# Old Surf Warrior



## histprof (Oct 30, 2011)

I have been keeping my eye out for an old metal body spinner to replace the plastic Quantum Blue Runner that I use on my 12' Okuma spin rod. I hate the flex in the plastic reel body on the Quantum. I scored an old Daiwa 4000c on the auction house and it arrived last night. Its ugly, but it spins free. I just finished a full teardown and cleanup. No corrosion. It was packed with old heavy grease. I cleared out the old and freshened it up. The bearings spun like tops when I got the gunk off of them. It needs some new drag washers but the old ones cleaned ok. I wouldn't put that drag up against a kingfish at the moment, but it will handle a slot red. Ill go looking for some carbon washers to upgrade asap. Once cleaned and relubed, it sings. New line will be installed this afternoon and we will hit the beach in the morning.

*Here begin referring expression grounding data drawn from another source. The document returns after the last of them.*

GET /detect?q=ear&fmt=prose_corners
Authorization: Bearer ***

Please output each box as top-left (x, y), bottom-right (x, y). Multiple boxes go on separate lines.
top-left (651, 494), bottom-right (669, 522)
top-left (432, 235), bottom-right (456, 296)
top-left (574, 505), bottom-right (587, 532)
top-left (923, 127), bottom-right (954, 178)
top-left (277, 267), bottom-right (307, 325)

I wonder how many fish this reel has landed in its 30 years. Here's hoping for a few more.


----------



## histprof (Oct 30, 2011)

Admin: This was supposed to post on the surf fishing forum. Is there any chance that it can be moved there or deleted? Thanks.


----------



## troutless (Feb 17, 2006)

I enjoyed the post where ever its at. Thanks for sharing.


----------



## fishhawkxxx (Jul 7, 2012)

glad you found one to tinker with.I too avoid plastic reels.I recently picked up a airex spinning reel it is a master reel saltwater edition w lever drag! Anxious to tear into it!


----------



## colbyntx (Jul 18, 2013)

Man, that's a lot of goop in there! What did you re-grease with? How much did you put? I never know exactly how much and where to grease and where to oil on which reel! Seems like some places in the reel more is better and others places where a little is too much?


----------



## histprof (Oct 30, 2011)

Since everything in there is metal, it is OK to go after it with WD40 or similar. I hit it with the solvent and then start pulling parts and wiping them off with paper towels. I put them back together with just enough Penn reel grease to keep them running smooth and a drop of reel oil on the bearings. I also put a drop of oil on all of the screw threads. That reel was essentially waterproof with all of that mechanic's grease in there. But, when it turned, that stuff would have been like pine sap. Nasty.

Didn't get to fish this weekend  Oil pressure guage on the truck pegged at maximum. I need to run it through the shop... No sense in buying a motor for a fishing trip. Maybe next weekend.


----------



## onalomyrrej (Jan 22, 2013)

I Guarantee that reel has caught more fish than I have at this point in my life but nice find!... Looks like they decided to use Earwax for grease haha


----------



## histprof (Oct 30, 2011)

I just added a 7000C to the team this morning. Hopefully big brother is in as good a shape. Now, finding time to fish....


----------



## histprof (Oct 30, 2011)

7000c in the house. New oil pressure sensor in the truck. It appears that my waterfowl are queing for a beach trip tomorrow.


----------